The years of the Reign of Terror under the leadership of Jacobin Maximillien Robspierre (1794-1795) were the most extreme and violent. Aristocrats, Royalists, and counter revolutionaries were guillotined in large numbers, and the Parisian population lived in a constant state of fear. Once Robspierre himself was guillotined, the calmer Directoire period began (1795-1799) and people tried to regain some semblance of normalcy in their lives. It was in this period that disgruntled youths and artists began to wear the extreme and outlandish Incroyable and Merveilleuse style of dress.
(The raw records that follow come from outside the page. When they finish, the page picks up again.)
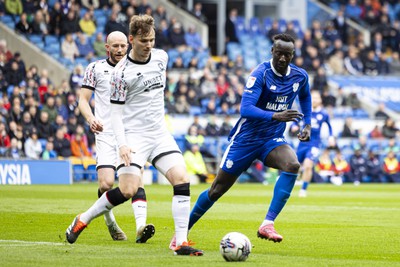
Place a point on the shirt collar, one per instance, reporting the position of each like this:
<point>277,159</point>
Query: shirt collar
<point>276,72</point>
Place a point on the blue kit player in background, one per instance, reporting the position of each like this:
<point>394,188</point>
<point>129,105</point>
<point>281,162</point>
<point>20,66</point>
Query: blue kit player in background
<point>308,152</point>
<point>266,107</point>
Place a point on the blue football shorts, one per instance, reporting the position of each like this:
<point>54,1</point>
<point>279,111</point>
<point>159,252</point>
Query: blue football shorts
<point>238,156</point>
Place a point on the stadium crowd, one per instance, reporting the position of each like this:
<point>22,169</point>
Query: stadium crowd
<point>40,119</point>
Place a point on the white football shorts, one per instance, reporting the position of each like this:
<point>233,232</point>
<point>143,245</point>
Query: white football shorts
<point>153,149</point>
<point>106,151</point>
The origins of the style come from two main inspirations; the English country gentleman look (so loved by French Aristocrats of the 1770s), and the Classical Roman chiton robe (which had been promoted through the paintings of Jacques-Louis David). Many of the young men, the Incroyables, wore skin tight breeches, with outlandish frock coats cut with wide lapels. They wore their hair wild, in a style cut short at the back called a la victime (in honor of the shorn hair of victims of the guillotine). Tall, English style riding boots, a jaunty hat and a walking stick were de rigeur. The look was completed with a wide cravat, wrapped many times around the neck and often covering the mouth and nose. This desire to hide the neck makes sense when one considers how many French citizens had just lost their heads.
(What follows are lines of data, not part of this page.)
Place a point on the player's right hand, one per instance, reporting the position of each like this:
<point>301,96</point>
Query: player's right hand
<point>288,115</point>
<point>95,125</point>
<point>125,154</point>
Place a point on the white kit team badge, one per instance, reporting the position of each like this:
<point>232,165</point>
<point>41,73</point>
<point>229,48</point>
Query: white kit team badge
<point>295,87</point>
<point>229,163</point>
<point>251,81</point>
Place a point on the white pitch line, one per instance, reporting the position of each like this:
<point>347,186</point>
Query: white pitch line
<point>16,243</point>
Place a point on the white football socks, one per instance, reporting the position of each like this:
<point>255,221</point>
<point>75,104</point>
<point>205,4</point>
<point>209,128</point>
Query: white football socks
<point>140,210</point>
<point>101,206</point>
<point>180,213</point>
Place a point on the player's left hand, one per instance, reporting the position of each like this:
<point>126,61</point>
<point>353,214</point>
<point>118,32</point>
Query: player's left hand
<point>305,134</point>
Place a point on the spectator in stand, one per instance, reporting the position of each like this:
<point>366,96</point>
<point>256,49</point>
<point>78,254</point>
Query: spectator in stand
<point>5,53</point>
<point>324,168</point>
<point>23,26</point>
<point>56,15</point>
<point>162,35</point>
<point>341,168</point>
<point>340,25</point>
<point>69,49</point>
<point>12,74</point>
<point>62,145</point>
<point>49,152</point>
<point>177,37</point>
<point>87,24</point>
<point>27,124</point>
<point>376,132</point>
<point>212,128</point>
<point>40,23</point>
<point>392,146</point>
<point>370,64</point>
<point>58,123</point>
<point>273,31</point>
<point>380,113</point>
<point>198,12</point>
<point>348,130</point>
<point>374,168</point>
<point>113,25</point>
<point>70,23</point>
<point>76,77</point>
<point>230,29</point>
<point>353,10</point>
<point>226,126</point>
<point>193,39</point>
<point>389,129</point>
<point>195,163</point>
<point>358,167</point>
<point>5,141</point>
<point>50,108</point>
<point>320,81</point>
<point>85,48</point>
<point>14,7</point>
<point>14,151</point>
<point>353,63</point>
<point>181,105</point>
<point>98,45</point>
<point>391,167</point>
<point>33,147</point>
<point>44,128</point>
The women, the Merveilleuses, wore diaphanous muslin chemise gowns that were sometimes so thin the woman's body could clearly be seen underneath (scandalous for the late eighteenth century). These young women often decorated their simple gowns with red ribbon, tying a piece around the neck in a sinister reminder of the guillotine. Hair was simple and unpowdered; short styles known as a la Titus were in vogue. A Merveilleuse was complete with her cashmere shawl and sandals. The silhouette of the gowns was inspired by ancient Roman fashions, with a raised waistseam just below the breasts. Josephine Baeauharnais, the future Empress of France, was one of the most renowned Merveilleuses of Paris during the Directoire.
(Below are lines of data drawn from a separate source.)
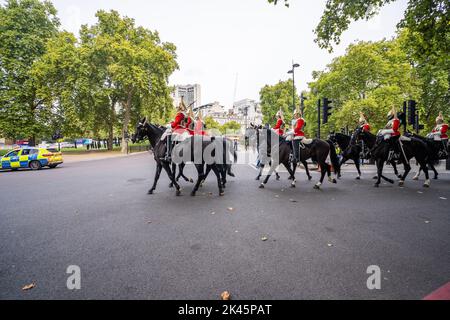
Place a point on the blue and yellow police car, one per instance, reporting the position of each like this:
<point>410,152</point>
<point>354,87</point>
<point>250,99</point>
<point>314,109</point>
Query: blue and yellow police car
<point>33,158</point>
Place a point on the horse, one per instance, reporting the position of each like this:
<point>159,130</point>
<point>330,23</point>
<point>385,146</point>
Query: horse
<point>154,134</point>
<point>318,151</point>
<point>380,150</point>
<point>434,149</point>
<point>350,150</point>
<point>254,138</point>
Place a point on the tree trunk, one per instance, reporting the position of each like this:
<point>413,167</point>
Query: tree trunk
<point>126,122</point>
These young people used fashion as a way to protest the atrocities of the Revolution they had witnessed as children. Many were descendants of aristocratic families, and had lost loved ones to the guillotine. With the oppression of the Terror over, these youth took to the streets to party, drink, and settle scores. The Directoire was a heady, hedonistic time; Parisians needed release after years of living in violence and fear.
Why did these gilded youth choose to dress themselves as they did? The Incroyables were royalists, and used the ancien regime sihouette of the English gentleman as a way of showing their alliegance to the past. The use of Classical silhouettes can be traced to Neoclassical painting, particularly the studio of Jacques-Louis David. His powerful, allegorical canvases always featured figures in chitons and togas. The Mervieilleuses, many of them artists models, took the dress from the canvas to the street in an attempt to show their support of freedom in society.
Their wild, extreme styles were eventually co-opted by mainstream society. The men's and women's fashions of the first two decades of the nineteenth century owes its look to the political and scandalous dress of Paris' jeunesse doree.